I have long been interested in therapeutic approaches that support natural immunity to infection as a means of either negating the use of antibiotics, or working in harmony with antibiotics to treat infection. Our immune system is, after all, rather well equipped to deal with almost any potential microbial threat. So it was with keen intrigue that I read the recent Nature Communications paper by Wheatley et al. in which they provide a detailed picture of how antibiotic treatment, the emergence (and resolution) of AMR, and the host immune system are dynamically linked over time.
The authors were able to monitor the rise and fall of AMR within a single patient with acute Pseudmonas aeruginosa infection before, during, and after treatment with antibiotics. P. aeruginosa infections are a significant cause of nosocomial infection, and represent one of the so called ESKAPE priority pathogens. The authors collected isolates from the lung and gut over three weeks and combined phenotypic approaches with whole genome sequencing of the isolates to build a dynamic picture of the response of the pathogen to treatment with meropenem, colistin, and piperacillin/tazobactam.

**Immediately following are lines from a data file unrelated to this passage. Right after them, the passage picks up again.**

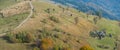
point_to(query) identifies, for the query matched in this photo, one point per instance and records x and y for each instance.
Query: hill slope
(67, 27)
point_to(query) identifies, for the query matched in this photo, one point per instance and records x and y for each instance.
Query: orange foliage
(46, 44)
(86, 47)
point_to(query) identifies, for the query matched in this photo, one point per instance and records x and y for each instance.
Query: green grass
(11, 21)
(6, 3)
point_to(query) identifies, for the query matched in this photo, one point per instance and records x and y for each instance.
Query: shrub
(46, 44)
(66, 48)
(44, 21)
(36, 48)
(86, 47)
(47, 10)
(29, 37)
(11, 38)
(54, 19)
(21, 37)
(58, 30)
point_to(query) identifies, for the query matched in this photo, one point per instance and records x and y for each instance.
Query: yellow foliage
(86, 47)
(46, 44)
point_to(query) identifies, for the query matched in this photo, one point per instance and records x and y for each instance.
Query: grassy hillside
(58, 27)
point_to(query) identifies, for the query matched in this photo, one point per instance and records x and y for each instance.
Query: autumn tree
(99, 14)
(46, 44)
(86, 47)
(76, 20)
(95, 20)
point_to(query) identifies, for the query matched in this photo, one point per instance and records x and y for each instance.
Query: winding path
(30, 15)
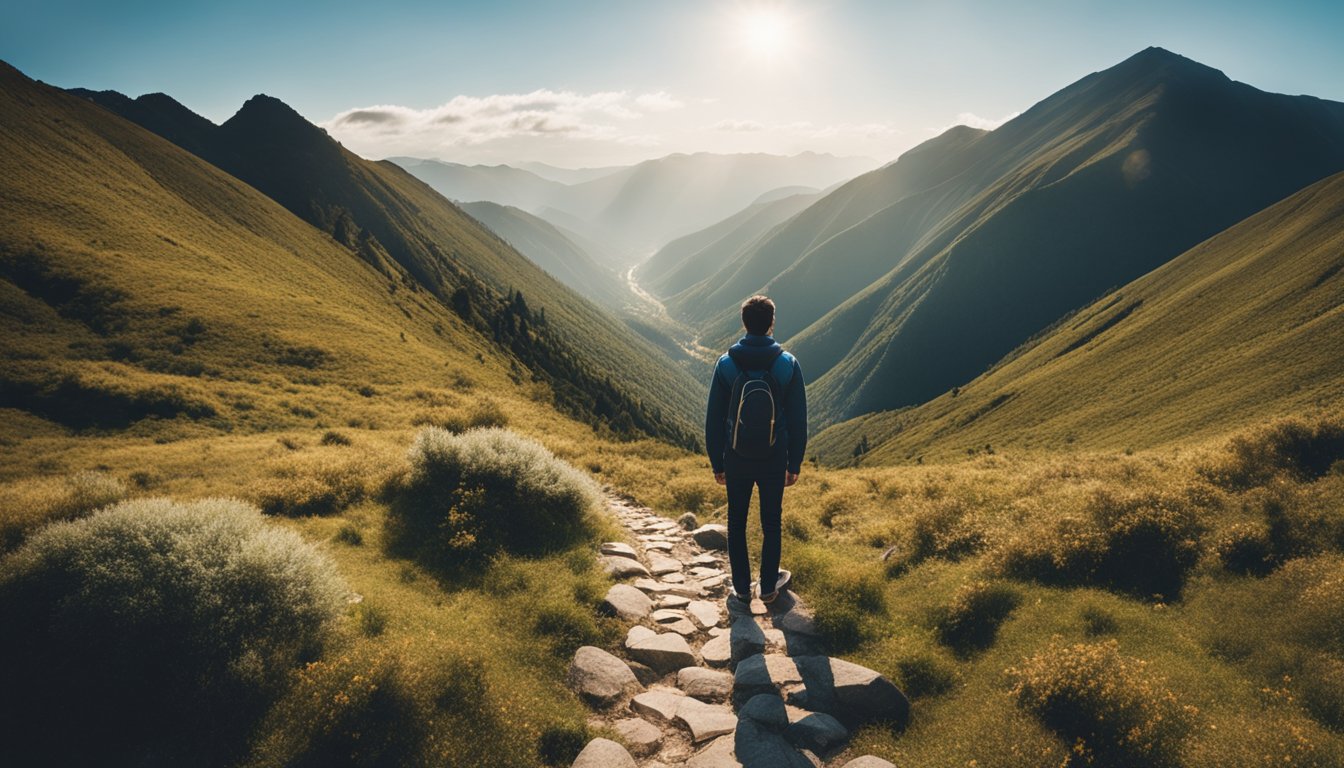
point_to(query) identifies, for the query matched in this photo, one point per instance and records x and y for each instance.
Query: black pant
(742, 475)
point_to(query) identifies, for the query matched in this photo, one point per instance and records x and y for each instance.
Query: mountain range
(428, 246)
(914, 279)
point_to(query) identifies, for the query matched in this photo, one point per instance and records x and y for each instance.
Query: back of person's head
(758, 315)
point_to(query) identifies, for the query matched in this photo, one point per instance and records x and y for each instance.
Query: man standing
(756, 429)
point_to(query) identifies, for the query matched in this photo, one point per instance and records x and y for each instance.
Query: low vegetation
(156, 631)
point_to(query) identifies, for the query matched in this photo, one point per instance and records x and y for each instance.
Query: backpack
(753, 410)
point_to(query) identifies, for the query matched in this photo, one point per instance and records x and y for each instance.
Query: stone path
(707, 681)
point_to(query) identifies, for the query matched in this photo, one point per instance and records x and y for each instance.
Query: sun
(766, 32)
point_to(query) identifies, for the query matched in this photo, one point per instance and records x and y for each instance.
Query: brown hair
(758, 315)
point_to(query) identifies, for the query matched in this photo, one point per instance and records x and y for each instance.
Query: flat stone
(604, 753)
(745, 638)
(711, 535)
(649, 585)
(796, 622)
(660, 564)
(643, 673)
(683, 627)
(641, 736)
(704, 685)
(600, 678)
(704, 613)
(717, 653)
(636, 634)
(760, 747)
(663, 653)
(706, 721)
(618, 549)
(624, 566)
(626, 603)
(815, 731)
(766, 710)
(719, 753)
(765, 674)
(866, 696)
(657, 706)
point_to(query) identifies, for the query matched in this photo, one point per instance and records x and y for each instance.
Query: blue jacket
(753, 351)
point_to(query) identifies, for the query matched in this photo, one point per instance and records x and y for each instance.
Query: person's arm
(797, 420)
(714, 414)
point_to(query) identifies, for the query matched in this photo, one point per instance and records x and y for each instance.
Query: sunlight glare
(766, 32)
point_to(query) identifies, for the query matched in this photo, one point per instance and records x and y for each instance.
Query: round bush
(1108, 705)
(155, 632)
(484, 491)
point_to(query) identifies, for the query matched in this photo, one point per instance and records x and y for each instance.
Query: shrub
(484, 491)
(1140, 542)
(155, 631)
(561, 744)
(315, 484)
(1298, 448)
(692, 494)
(1108, 705)
(972, 620)
(28, 505)
(925, 675)
(332, 437)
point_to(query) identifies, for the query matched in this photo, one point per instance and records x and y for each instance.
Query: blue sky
(590, 84)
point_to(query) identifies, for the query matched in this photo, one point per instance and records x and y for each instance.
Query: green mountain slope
(145, 289)
(699, 256)
(555, 252)
(817, 285)
(390, 218)
(1092, 187)
(1243, 327)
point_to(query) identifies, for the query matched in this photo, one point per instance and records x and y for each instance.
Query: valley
(311, 459)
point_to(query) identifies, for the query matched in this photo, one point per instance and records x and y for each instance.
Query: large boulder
(663, 653)
(626, 603)
(706, 721)
(641, 736)
(600, 678)
(604, 753)
(711, 535)
(704, 685)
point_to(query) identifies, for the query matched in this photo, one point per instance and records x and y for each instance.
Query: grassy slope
(387, 214)
(690, 260)
(554, 252)
(1141, 162)
(1245, 326)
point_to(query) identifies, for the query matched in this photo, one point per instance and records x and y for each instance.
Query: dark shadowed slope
(1243, 327)
(387, 215)
(1090, 188)
(555, 252)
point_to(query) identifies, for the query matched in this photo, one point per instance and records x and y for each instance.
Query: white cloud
(469, 120)
(660, 101)
(976, 121)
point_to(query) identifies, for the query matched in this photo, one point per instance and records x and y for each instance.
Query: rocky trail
(708, 681)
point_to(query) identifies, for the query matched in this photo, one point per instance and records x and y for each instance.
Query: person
(770, 470)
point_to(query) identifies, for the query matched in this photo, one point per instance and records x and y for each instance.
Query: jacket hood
(754, 351)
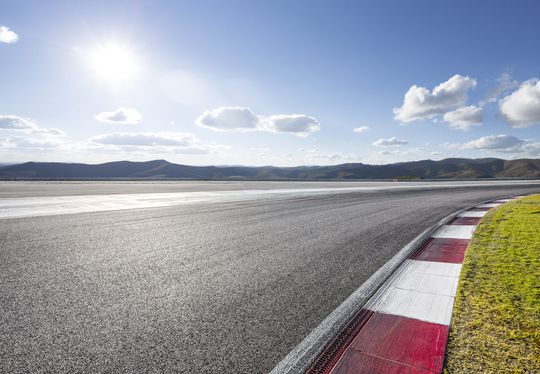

First, they observed that host immunity was responsible for reducing bacterial burden by at least one log prior to the onset of treatment. This is important, because antibiotics are most effective when used against a smaller number of bacteria; but also, the pool of potentially resistant bacteria is reduced. Most of us are familiar with the concept that antibiotics are typically able to eradicate the majority of a given bacterial population while failing to eradicate the small proportion that carry a resistant phenotype. This small, AMR proportion then multiplies due to natural selection; and indeed, this was observed by the authors. But what happens next?
Wheatley et al were able to experimentally demonstrate one of the phenomena that we often predict but rarely observe, especially in vivo in a clinical scenario, that resistance can carry a fitness cost. In this latest research, it is clearly shown that once antibiotic treatment ends, some of the resistant bacteria, those expressing a drug efflux pump, are rapidly outcompeted by their sensitive counterparts. Those resistant mutations that do not carry a fitness cost remain in the population, however. The eventual elimination of the entire lung microbiome, including P. aeruginosa, was not driven by antibiotic treatment, but rather by the host immune system.
This excellent work serves to remind us that antibiotics do not cure infection in and of themselves – our bodies are not petri dishes. There are other forces at play, and strategies that support host immunity alongside effective antimicrobial use are surely favourable in overcoming the limitations of either when acting alone.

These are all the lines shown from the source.